Kompetenzbereiche

Alle angebotenen SQ-Module sind einem Kompetenzbereich zugeordnet, wobei die Module / Veranstaltungen vielfach, aufgrund ihrer komplexen, fachübergreifenden Anlage, auch Kompetenzen der anderen Bereiche berühren. Die Entscheidung über die Zuordnung der SQ-Module fällt nach deren primärem Kompetenzbezug. Die präzisierten Kurzbeschreibungen der einzelnen, existierenden Kompetenz- und Themenbereiche sind folgende:

Kompetenzbereich 1 - Methodische Kompetenzen: Studierende sind in der Lage, neues Wissen zu beschaffen und es angemessen zu verwerten. Bsp.: Informationsbeschaffung, Strukturierung, Bearbeitung, Aufbewahrung, Interpretation der verarbeiteten Informationen und Präsentation von Ergebnissen. Einsatz von Problemlösetechniken und Projektmanagementtechniken. Diese können Studierende in ihrem Studium und in ihrem späteren (Berufs-)leben einsetzen und in unterschiedlichen Kontexten und unter Berücksichtigung ethischer Gesichtspunkte auswählen und einsetzen.

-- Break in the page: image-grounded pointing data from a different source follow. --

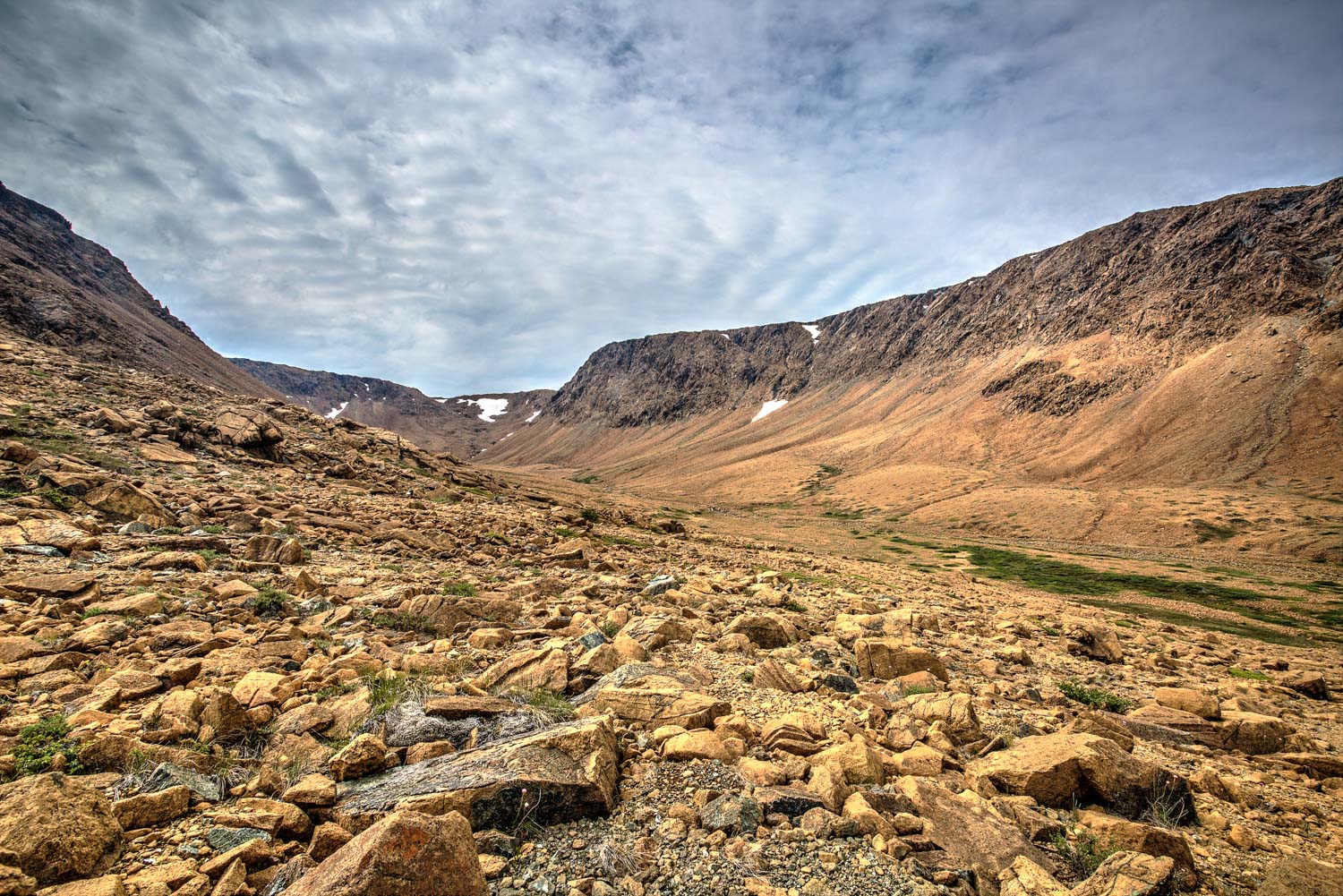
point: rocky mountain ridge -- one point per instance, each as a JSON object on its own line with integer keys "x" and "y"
{"x": 1173, "y": 279}
{"x": 461, "y": 424}
{"x": 250, "y": 651}
{"x": 62, "y": 289}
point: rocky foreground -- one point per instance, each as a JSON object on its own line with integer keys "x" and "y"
{"x": 244, "y": 649}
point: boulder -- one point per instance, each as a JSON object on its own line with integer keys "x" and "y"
{"x": 563, "y": 772}
{"x": 58, "y": 828}
{"x": 406, "y": 853}
{"x": 1061, "y": 769}
{"x": 762, "y": 629}
{"x": 1302, "y": 876}
{"x": 1149, "y": 840}
{"x": 967, "y": 829}
{"x": 886, "y": 659}
{"x": 1128, "y": 875}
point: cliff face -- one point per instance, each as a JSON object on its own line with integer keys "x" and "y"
{"x": 62, "y": 289}
{"x": 461, "y": 424}
{"x": 1171, "y": 281}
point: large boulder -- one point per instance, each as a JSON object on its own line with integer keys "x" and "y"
{"x": 654, "y": 696}
{"x": 58, "y": 828}
{"x": 123, "y": 501}
{"x": 1061, "y": 769}
{"x": 889, "y": 659}
{"x": 563, "y": 772}
{"x": 967, "y": 829}
{"x": 406, "y": 853}
{"x": 244, "y": 429}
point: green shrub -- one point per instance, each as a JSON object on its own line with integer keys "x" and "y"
{"x": 39, "y": 745}
{"x": 268, "y": 602}
{"x": 1082, "y": 855}
{"x": 1096, "y": 697}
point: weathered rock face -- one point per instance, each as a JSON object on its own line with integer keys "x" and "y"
{"x": 1063, "y": 769}
{"x": 967, "y": 831}
{"x": 451, "y": 424}
{"x": 406, "y": 853}
{"x": 62, "y": 289}
{"x": 58, "y": 826}
{"x": 1171, "y": 274}
{"x": 569, "y": 772}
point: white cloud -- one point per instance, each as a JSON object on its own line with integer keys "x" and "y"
{"x": 472, "y": 198}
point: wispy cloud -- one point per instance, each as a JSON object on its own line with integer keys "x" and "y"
{"x": 473, "y": 196}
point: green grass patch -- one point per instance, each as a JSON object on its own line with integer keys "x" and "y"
{"x": 40, "y": 742}
{"x": 1098, "y": 697}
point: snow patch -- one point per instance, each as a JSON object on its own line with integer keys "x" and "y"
{"x": 491, "y": 407}
{"x": 770, "y": 407}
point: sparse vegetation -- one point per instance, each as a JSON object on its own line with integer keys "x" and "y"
{"x": 42, "y": 742}
{"x": 1096, "y": 697}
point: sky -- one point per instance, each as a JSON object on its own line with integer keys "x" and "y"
{"x": 473, "y": 196}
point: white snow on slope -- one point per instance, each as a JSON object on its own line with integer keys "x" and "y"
{"x": 770, "y": 407}
{"x": 491, "y": 407}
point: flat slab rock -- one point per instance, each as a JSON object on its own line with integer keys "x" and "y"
{"x": 559, "y": 774}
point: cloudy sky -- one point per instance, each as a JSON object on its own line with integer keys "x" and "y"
{"x": 475, "y": 195}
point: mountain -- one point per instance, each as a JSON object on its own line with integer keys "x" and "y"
{"x": 64, "y": 290}
{"x": 1184, "y": 346}
{"x": 464, "y": 424}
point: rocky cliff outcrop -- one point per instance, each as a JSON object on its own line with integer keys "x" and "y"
{"x": 62, "y": 289}
{"x": 1173, "y": 279}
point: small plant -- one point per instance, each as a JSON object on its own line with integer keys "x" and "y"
{"x": 1080, "y": 853}
{"x": 336, "y": 691}
{"x": 1098, "y": 697}
{"x": 547, "y": 705}
{"x": 405, "y": 622}
{"x": 391, "y": 689}
{"x": 268, "y": 602}
{"x": 56, "y": 499}
{"x": 40, "y": 742}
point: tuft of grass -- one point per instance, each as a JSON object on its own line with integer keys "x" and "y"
{"x": 547, "y": 705}
{"x": 405, "y": 622}
{"x": 391, "y": 689}
{"x": 40, "y": 742}
{"x": 268, "y": 602}
{"x": 1098, "y": 697}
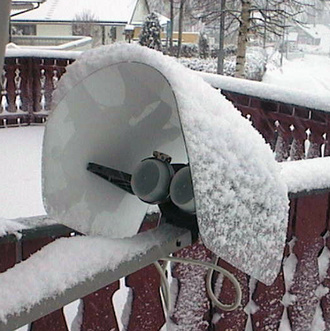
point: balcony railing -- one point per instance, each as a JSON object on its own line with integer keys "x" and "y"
{"x": 300, "y": 296}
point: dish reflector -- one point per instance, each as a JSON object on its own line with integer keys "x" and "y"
{"x": 116, "y": 117}
{"x": 115, "y": 107}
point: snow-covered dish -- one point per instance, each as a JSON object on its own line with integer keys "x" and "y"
{"x": 241, "y": 201}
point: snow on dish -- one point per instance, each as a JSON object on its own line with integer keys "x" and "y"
{"x": 242, "y": 202}
{"x": 10, "y": 227}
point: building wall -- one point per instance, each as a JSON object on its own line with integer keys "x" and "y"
{"x": 140, "y": 13}
{"x": 54, "y": 30}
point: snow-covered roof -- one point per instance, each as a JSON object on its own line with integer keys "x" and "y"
{"x": 66, "y": 11}
{"x": 293, "y": 36}
{"x": 316, "y": 31}
{"x": 313, "y": 100}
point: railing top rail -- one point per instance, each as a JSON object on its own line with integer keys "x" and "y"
{"x": 42, "y": 53}
{"x": 315, "y": 101}
{"x": 100, "y": 265}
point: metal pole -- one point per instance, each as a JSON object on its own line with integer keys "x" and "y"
{"x": 4, "y": 20}
{"x": 221, "y": 54}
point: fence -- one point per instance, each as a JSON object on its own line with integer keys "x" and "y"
{"x": 299, "y": 299}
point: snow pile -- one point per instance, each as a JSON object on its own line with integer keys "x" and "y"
{"x": 310, "y": 74}
{"x": 20, "y": 172}
{"x": 306, "y": 175}
{"x": 65, "y": 263}
{"x": 241, "y": 201}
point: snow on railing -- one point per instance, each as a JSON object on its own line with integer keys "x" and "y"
{"x": 297, "y": 127}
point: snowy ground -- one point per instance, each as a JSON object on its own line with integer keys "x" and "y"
{"x": 20, "y": 149}
{"x": 20, "y": 172}
{"x": 310, "y": 73}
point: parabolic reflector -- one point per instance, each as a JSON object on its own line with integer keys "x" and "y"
{"x": 117, "y": 105}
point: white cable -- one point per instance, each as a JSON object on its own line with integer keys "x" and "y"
{"x": 212, "y": 268}
{"x": 165, "y": 288}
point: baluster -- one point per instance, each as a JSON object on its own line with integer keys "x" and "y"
{"x": 325, "y": 301}
{"x": 324, "y": 151}
{"x": 297, "y": 149}
{"x": 310, "y": 223}
{"x": 56, "y": 320}
{"x": 98, "y": 310}
{"x": 282, "y": 143}
{"x": 192, "y": 308}
{"x": 314, "y": 143}
{"x": 42, "y": 90}
{"x": 235, "y": 320}
{"x": 18, "y": 81}
{"x": 55, "y": 78}
{"x": 4, "y": 101}
{"x": 146, "y": 309}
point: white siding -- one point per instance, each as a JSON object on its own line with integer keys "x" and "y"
{"x": 140, "y": 13}
{"x": 54, "y": 30}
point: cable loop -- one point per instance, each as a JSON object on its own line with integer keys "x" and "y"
{"x": 212, "y": 268}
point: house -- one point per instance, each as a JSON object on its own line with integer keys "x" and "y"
{"x": 104, "y": 20}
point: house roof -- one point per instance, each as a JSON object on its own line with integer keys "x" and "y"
{"x": 68, "y": 10}
{"x": 316, "y": 31}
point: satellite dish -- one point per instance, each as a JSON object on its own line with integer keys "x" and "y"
{"x": 130, "y": 128}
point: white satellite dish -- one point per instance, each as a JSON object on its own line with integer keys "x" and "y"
{"x": 160, "y": 135}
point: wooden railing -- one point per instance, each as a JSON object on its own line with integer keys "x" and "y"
{"x": 26, "y": 88}
{"x": 299, "y": 297}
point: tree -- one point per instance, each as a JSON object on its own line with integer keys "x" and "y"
{"x": 181, "y": 12}
{"x": 250, "y": 18}
{"x": 203, "y": 45}
{"x": 84, "y": 24}
{"x": 150, "y": 35}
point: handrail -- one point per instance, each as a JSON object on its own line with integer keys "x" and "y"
{"x": 164, "y": 240}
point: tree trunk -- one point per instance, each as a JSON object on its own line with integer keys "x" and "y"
{"x": 221, "y": 54}
{"x": 180, "y": 27}
{"x": 4, "y": 18}
{"x": 242, "y": 38}
{"x": 171, "y": 24}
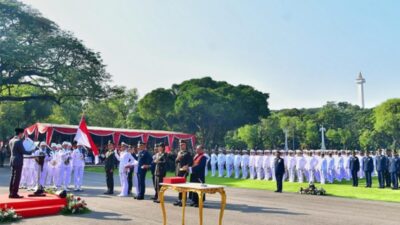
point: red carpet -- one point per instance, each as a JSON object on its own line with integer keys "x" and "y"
{"x": 33, "y": 207}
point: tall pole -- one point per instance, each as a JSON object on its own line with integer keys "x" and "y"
{"x": 360, "y": 83}
{"x": 322, "y": 129}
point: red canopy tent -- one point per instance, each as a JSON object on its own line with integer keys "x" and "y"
{"x": 49, "y": 129}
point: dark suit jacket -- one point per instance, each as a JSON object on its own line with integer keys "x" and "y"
{"x": 354, "y": 164}
{"x": 279, "y": 166}
{"x": 368, "y": 164}
{"x": 17, "y": 152}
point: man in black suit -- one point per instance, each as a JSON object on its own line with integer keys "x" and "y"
{"x": 110, "y": 163}
{"x": 16, "y": 161}
{"x": 279, "y": 166}
{"x": 182, "y": 163}
{"x": 198, "y": 173}
{"x": 354, "y": 168}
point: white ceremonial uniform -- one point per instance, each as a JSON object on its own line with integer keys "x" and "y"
{"x": 291, "y": 162}
{"x": 229, "y": 164}
{"x": 245, "y": 165}
{"x": 78, "y": 163}
{"x": 221, "y": 164}
{"x": 331, "y": 169}
{"x": 125, "y": 159}
{"x": 259, "y": 166}
{"x": 252, "y": 166}
{"x": 208, "y": 161}
{"x": 237, "y": 163}
{"x": 65, "y": 169}
{"x": 300, "y": 167}
{"x": 214, "y": 161}
{"x": 267, "y": 167}
{"x": 43, "y": 172}
{"x": 323, "y": 169}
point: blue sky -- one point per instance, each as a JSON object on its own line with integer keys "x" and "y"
{"x": 304, "y": 53}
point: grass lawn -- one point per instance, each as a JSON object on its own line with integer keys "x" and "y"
{"x": 343, "y": 189}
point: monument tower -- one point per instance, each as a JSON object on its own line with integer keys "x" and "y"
{"x": 360, "y": 83}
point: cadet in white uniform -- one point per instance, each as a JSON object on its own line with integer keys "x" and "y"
{"x": 230, "y": 160}
{"x": 221, "y": 163}
{"x": 43, "y": 173}
{"x": 291, "y": 165}
{"x": 259, "y": 165}
{"x": 78, "y": 163}
{"x": 252, "y": 164}
{"x": 237, "y": 163}
{"x": 126, "y": 162}
{"x": 245, "y": 164}
{"x": 266, "y": 165}
{"x": 214, "y": 161}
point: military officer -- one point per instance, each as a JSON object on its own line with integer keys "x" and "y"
{"x": 182, "y": 163}
{"x": 368, "y": 168}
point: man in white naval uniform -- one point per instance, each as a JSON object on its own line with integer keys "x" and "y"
{"x": 252, "y": 164}
{"x": 214, "y": 161}
{"x": 78, "y": 163}
{"x": 323, "y": 168}
{"x": 291, "y": 165}
{"x": 221, "y": 162}
{"x": 229, "y": 163}
{"x": 267, "y": 165}
{"x": 43, "y": 173}
{"x": 331, "y": 168}
{"x": 237, "y": 163}
{"x": 259, "y": 165}
{"x": 126, "y": 162}
{"x": 300, "y": 166}
{"x": 245, "y": 164}
{"x": 272, "y": 164}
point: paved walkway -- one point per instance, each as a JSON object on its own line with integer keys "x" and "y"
{"x": 250, "y": 207}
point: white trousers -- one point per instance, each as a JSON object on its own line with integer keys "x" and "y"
{"x": 213, "y": 169}
{"x": 78, "y": 176}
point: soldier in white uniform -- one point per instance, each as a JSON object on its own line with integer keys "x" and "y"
{"x": 300, "y": 166}
{"x": 64, "y": 177}
{"x": 43, "y": 173}
{"x": 259, "y": 165}
{"x": 331, "y": 168}
{"x": 52, "y": 167}
{"x": 230, "y": 160}
{"x": 291, "y": 165}
{"x": 214, "y": 161}
{"x": 252, "y": 164}
{"x": 245, "y": 164}
{"x": 323, "y": 168}
{"x": 272, "y": 164}
{"x": 266, "y": 165}
{"x": 237, "y": 163}
{"x": 78, "y": 163}
{"x": 126, "y": 162}
{"x": 221, "y": 163}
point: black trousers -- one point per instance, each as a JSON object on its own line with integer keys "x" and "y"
{"x": 354, "y": 176}
{"x": 110, "y": 181}
{"x": 130, "y": 181}
{"x": 157, "y": 185}
{"x": 142, "y": 183}
{"x": 279, "y": 182}
{"x": 381, "y": 178}
{"x": 15, "y": 179}
{"x": 388, "y": 179}
{"x": 368, "y": 177}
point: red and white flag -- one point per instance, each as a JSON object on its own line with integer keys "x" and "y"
{"x": 83, "y": 137}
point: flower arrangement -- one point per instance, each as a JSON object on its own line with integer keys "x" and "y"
{"x": 75, "y": 205}
{"x": 8, "y": 215}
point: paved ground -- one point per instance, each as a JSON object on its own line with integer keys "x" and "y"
{"x": 250, "y": 207}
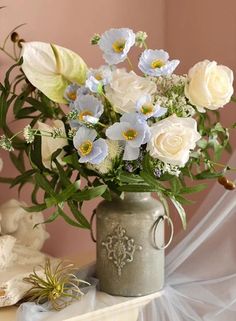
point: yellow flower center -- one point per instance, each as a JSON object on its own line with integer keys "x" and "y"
{"x": 119, "y": 45}
{"x": 130, "y": 134}
{"x": 72, "y": 95}
{"x": 98, "y": 76}
{"x": 147, "y": 109}
{"x": 86, "y": 147}
{"x": 158, "y": 63}
{"x": 84, "y": 113}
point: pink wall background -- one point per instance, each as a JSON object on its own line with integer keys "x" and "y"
{"x": 189, "y": 30}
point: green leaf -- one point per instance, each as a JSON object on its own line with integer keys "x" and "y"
{"x": 202, "y": 143}
{"x": 6, "y": 180}
{"x": 64, "y": 195}
{"x": 44, "y": 184}
{"x": 18, "y": 161}
{"x": 67, "y": 218}
{"x": 25, "y": 177}
{"x": 51, "y": 219}
{"x": 151, "y": 180}
{"x": 78, "y": 215}
{"x": 180, "y": 211}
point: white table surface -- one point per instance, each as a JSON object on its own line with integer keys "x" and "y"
{"x": 126, "y": 309}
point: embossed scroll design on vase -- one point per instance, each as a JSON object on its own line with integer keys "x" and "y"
{"x": 120, "y": 248}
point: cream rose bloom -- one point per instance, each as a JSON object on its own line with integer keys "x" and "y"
{"x": 49, "y": 145}
{"x": 209, "y": 85}
{"x": 172, "y": 139}
{"x": 126, "y": 88}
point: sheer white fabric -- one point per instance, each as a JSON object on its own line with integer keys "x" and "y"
{"x": 200, "y": 274}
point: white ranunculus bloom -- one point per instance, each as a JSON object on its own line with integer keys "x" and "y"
{"x": 50, "y": 145}
{"x": 126, "y": 88}
{"x": 209, "y": 85}
{"x": 172, "y": 139}
{"x": 51, "y": 68}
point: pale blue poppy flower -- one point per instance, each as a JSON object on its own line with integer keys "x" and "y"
{"x": 90, "y": 149}
{"x": 97, "y": 78}
{"x": 70, "y": 93}
{"x": 82, "y": 90}
{"x": 156, "y": 63}
{"x": 147, "y": 109}
{"x": 115, "y": 44}
{"x": 88, "y": 105}
{"x": 133, "y": 131}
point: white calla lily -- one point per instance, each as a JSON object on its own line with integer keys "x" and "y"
{"x": 51, "y": 68}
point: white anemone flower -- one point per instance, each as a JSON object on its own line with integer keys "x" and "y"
{"x": 115, "y": 44}
{"x": 156, "y": 63}
{"x": 97, "y": 78}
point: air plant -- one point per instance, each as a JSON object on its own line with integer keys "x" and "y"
{"x": 56, "y": 285}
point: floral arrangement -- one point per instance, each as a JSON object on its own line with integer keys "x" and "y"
{"x": 115, "y": 129}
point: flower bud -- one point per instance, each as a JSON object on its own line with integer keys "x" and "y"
{"x": 222, "y": 180}
{"x": 15, "y": 37}
{"x": 19, "y": 42}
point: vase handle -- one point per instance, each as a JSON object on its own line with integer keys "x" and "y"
{"x": 155, "y": 227}
{"x": 91, "y": 226}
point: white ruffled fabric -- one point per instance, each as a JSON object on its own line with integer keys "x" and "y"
{"x": 200, "y": 275}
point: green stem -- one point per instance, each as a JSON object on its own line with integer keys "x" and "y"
{"x": 8, "y": 54}
{"x": 145, "y": 45}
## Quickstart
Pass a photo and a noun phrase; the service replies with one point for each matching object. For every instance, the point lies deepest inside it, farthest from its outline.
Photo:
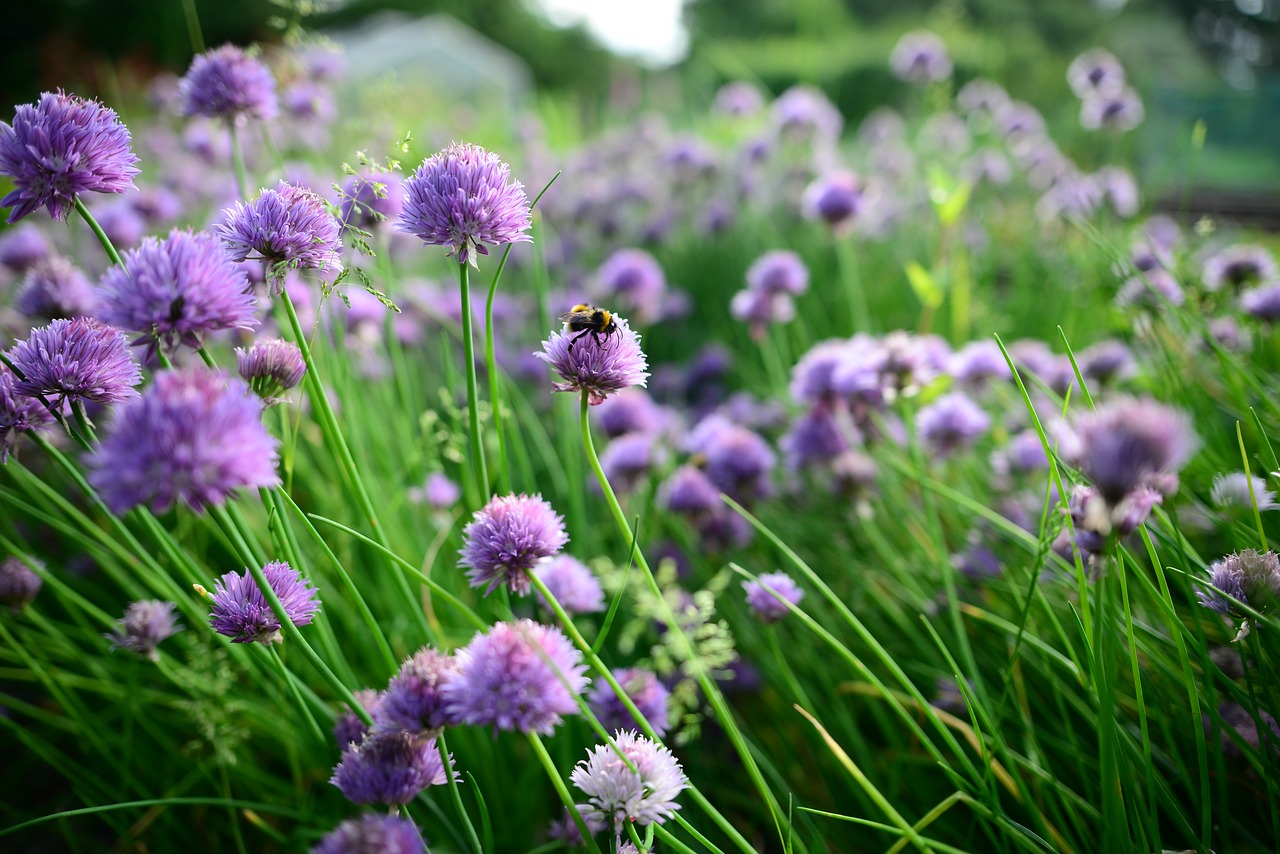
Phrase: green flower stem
(97, 231)
(709, 689)
(469, 356)
(238, 161)
(293, 634)
(338, 444)
(562, 790)
(456, 795)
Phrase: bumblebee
(589, 320)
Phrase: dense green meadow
(944, 429)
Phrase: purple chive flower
(1262, 302)
(55, 288)
(60, 147)
(1239, 491)
(599, 369)
(196, 435)
(1095, 72)
(572, 584)
(1120, 110)
(412, 700)
(287, 227)
(389, 768)
(439, 492)
(629, 411)
(617, 794)
(77, 360)
(763, 603)
(228, 83)
(520, 676)
(1248, 576)
(644, 689)
(270, 366)
(145, 625)
(23, 246)
(176, 291)
(835, 199)
(18, 414)
(778, 272)
(348, 729)
(507, 538)
(241, 612)
(635, 279)
(373, 834)
(464, 197)
(920, 58)
(951, 423)
(18, 584)
(1237, 266)
(689, 492)
(370, 200)
(1129, 443)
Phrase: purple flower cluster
(228, 83)
(144, 626)
(520, 676)
(288, 228)
(76, 361)
(617, 794)
(240, 608)
(599, 368)
(60, 147)
(196, 435)
(507, 538)
(464, 197)
(176, 291)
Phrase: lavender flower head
(951, 423)
(763, 603)
(55, 288)
(1247, 576)
(270, 366)
(1095, 72)
(507, 538)
(228, 83)
(644, 689)
(195, 435)
(176, 291)
(617, 794)
(241, 612)
(464, 197)
(414, 700)
(778, 272)
(18, 584)
(598, 368)
(60, 147)
(1119, 112)
(373, 834)
(835, 199)
(1262, 302)
(77, 360)
(920, 58)
(145, 625)
(18, 414)
(388, 768)
(350, 729)
(1239, 491)
(1129, 443)
(520, 676)
(371, 199)
(572, 584)
(288, 228)
(1237, 266)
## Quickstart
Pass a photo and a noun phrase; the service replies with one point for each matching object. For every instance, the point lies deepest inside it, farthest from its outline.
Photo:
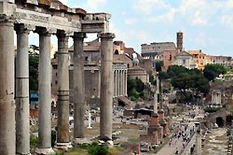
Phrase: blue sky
(207, 24)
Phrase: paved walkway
(170, 150)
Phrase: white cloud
(131, 21)
(167, 17)
(199, 19)
(147, 6)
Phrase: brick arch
(212, 118)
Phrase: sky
(207, 25)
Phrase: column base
(45, 151)
(79, 141)
(63, 146)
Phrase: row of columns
(120, 82)
(9, 128)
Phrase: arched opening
(116, 52)
(220, 121)
(229, 120)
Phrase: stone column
(123, 82)
(63, 92)
(78, 86)
(115, 85)
(125, 85)
(44, 133)
(106, 95)
(7, 104)
(22, 92)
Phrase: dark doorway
(229, 120)
(220, 121)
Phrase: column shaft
(123, 83)
(7, 105)
(22, 92)
(126, 83)
(106, 95)
(44, 91)
(78, 86)
(114, 83)
(63, 89)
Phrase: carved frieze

 Kompetenzbereich 2 – Soziale Kompetenzen: Studierende sind in der Lage, sich selber und ihren Interaktionspartnern Anerkennung teilwerden zu lassen, mit sich selbst und ihren Mitmenschen respektvoll und empathisch umzugehen. In Konfliktfällen sind sie in der Lage mit verschiedenen Sichtweisen und Interessen konstruktiv umzugehen. Sie sind in der Lage Konflikte so zu lösen, dass niemand als Verlierer zurückbleibt. Sie können konstruktive Kritik üben und diese annehmen.

 Kompetenzbereich 3 – Kommunikative Kompetenzen: Studierende sind in der Lage, Kontakte herzustellen und ein Gespräch anzustoßen. Sie können mit mehreren Partnern ein Gespräch führen oder einzelnen aufmerksam zuhören oder einen schwierigen Dialog aufrechterhalten. Sie sind in der Lage in ihrer Kommunikation Respekt und Achtung aufrecht zu erhalten, sei es in Arbeitsgruppen, bei einer Präsentation vor Fach- oder Laienpublikum, in Verhandlungen und bei der Moderation von Lern- und Weiterentwicklungsprozessen. Außerdem können Studierende berufs- und fachbezogene Fremd­sprachenkenntnisse nutzen und ihr interkulturelles Wissen anwenden.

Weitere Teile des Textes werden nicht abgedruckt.